I am trying following simple code but it doesn’t work. It gives the access violation when running the kernel ( Which could mean the kernel arguments are not initialized)
Can you point what is wrong with below code.
Host Code:
iint *bs = new int[2000 *4];
for(int i = 0; i < 8000;i++) {
bs[i] = 10;
}
cl_mem tem = clCreateBuffer(context, CL_MEM_READ_WRITE | CL_MEM_USE_HOST_PTR, (2000 * 4) * sizeof(cl_int), bs, &error);
cl_int status;
cl_event event;
status = clSetKernelArg(
scaleKernel, 0,
sizeof(cl_mem), &tem);
size_t globalThreadsStep1[1];
size_t localThreadsStep1[1];
globalThreadsStep1[0] = 2064;
localThreadsStep1[0] = 64;
status = clEnqueueNDRangeKernel(commandQueue, testKernel,
1, NULL,globalThreadsStep1,
localThreadsStep1, 0, NULL,
&event);
/* wait for the kernel call to finish execution */
status = clWaitForEvents(1, &event);
Kernel Code:
#pragma OPENCL EXTENSION cl_amd_printf : enable
kernel void
test_code(global int4 *data) {
int id = get_global_id(0);
int pc = data[id].s0;
printf("id: %d pc:%d", id, pc);
}
I’ve got the status and error object as CL_SUCCESS, untill the end of the code except for clWaitForEvents
The error is: It is trying to read some unintialized memory when executing the kernel, the printf show that it occurs on first OpenCL thread.

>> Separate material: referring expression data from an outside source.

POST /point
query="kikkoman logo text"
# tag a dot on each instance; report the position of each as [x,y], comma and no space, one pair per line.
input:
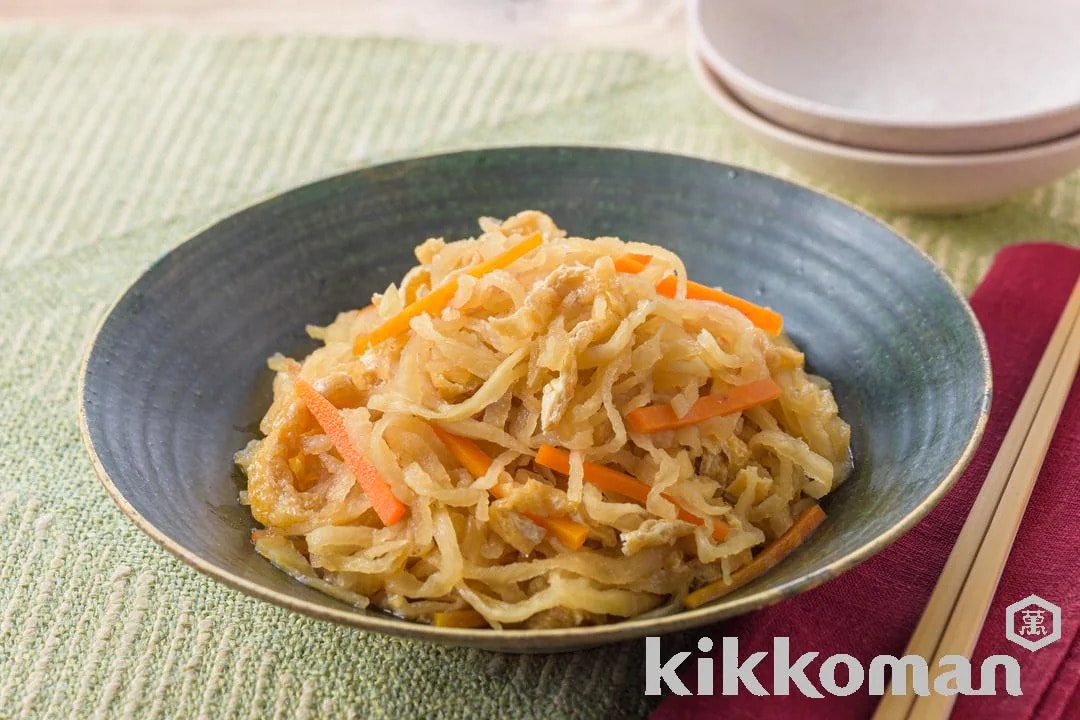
[1031,623]
[908,673]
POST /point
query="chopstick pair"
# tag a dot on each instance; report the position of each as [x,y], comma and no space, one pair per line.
[953,620]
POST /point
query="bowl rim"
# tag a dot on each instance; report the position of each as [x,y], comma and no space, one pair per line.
[558,639]
[808,107]
[714,86]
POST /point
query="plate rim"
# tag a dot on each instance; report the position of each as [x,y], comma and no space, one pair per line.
[540,639]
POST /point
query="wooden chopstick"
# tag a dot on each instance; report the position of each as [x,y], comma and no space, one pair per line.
[957,609]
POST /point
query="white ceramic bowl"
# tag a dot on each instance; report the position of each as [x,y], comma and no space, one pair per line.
[909,76]
[909,181]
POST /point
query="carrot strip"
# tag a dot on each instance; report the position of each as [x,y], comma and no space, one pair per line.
[612,480]
[765,560]
[656,418]
[389,508]
[466,451]
[458,619]
[472,458]
[766,318]
[440,297]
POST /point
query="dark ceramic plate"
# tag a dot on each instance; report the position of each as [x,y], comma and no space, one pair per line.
[176,379]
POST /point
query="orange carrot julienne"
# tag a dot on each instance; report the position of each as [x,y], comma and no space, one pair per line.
[656,418]
[472,458]
[765,560]
[389,508]
[766,318]
[440,297]
[612,480]
[466,451]
[458,619]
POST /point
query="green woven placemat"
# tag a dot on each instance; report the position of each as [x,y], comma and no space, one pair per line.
[116,146]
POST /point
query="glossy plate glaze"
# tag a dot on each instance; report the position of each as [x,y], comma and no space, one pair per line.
[176,380]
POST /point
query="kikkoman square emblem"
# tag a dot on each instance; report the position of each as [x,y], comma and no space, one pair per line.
[1033,623]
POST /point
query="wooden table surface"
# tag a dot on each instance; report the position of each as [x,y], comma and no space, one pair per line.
[652,26]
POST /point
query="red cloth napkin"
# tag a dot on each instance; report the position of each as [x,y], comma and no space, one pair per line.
[874,608]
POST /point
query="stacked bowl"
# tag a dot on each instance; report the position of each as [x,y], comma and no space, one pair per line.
[915,105]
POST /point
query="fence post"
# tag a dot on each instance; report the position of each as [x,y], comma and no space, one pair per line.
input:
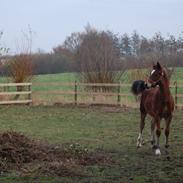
[119,91]
[30,94]
[75,93]
[176,87]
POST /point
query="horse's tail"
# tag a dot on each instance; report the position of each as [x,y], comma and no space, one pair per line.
[138,87]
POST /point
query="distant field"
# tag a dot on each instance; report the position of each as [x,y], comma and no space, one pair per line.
[47,98]
[112,131]
[71,77]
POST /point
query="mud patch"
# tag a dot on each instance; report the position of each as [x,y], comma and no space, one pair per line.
[22,154]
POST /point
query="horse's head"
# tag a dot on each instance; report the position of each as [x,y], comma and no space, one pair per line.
[156,74]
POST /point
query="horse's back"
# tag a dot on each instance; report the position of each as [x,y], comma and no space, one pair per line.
[152,103]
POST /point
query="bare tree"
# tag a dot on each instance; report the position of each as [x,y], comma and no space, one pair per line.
[98,58]
[20,66]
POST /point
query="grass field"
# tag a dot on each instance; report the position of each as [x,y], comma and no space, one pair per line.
[110,130]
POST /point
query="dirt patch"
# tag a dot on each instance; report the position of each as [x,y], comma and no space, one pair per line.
[22,154]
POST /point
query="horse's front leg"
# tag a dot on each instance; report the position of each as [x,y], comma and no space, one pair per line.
[158,133]
[167,129]
[142,124]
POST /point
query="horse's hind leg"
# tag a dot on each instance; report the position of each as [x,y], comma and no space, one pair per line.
[167,129]
[142,124]
[152,133]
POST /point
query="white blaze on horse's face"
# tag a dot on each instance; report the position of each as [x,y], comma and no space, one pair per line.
[157,152]
[152,72]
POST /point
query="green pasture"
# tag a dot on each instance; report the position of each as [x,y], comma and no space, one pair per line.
[111,130]
[127,77]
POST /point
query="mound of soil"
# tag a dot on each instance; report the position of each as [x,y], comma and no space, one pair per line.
[20,153]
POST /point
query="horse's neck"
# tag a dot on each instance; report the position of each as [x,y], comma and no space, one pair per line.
[164,88]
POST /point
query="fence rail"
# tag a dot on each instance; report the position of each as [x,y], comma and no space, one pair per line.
[77,93]
[121,95]
[11,93]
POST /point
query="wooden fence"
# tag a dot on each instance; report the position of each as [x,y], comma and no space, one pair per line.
[49,93]
[9,94]
[95,93]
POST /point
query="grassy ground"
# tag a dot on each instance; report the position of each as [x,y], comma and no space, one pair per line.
[111,130]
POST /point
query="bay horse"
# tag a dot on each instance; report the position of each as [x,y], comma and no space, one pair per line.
[158,102]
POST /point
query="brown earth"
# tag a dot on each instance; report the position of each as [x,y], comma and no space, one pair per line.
[24,155]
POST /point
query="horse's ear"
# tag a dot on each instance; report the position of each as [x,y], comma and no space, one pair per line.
[154,65]
[158,66]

Access Violation read at 0Xffffff
BTW, It is AMD OpenCL Implementation running on CPU.
It seems we need aligned memory, I just went through normal OpenCL basics and assumed I can allocate memory of 4 ints and it would work.
The memory doesn’t need to be aligned in order for the code to work correctly. The only way in which memory alignment matters is in the case where you are passing CL_MEM_USE_HOST_PTR when you create the buffer. In that case passing aligned memory can help the OpenCL driver avoid memory copies.
Again, the code would work even if the memory was unaligned. It must be something else.
Thinking a bit more about it I think I was wrong. Section 6.1.5 says that “A data item declared to be a data type in memory is always aligned to the size of the data type in bytes”. Also, section 6.2.5. says that pointer casting “represents an unchecked assertion that the address is correctly aligned”.
Since your kernel argument is a pointer to int4 it must be aligned to sizeof(int4).
In other words, you were right and your OpenCL implementation is fine.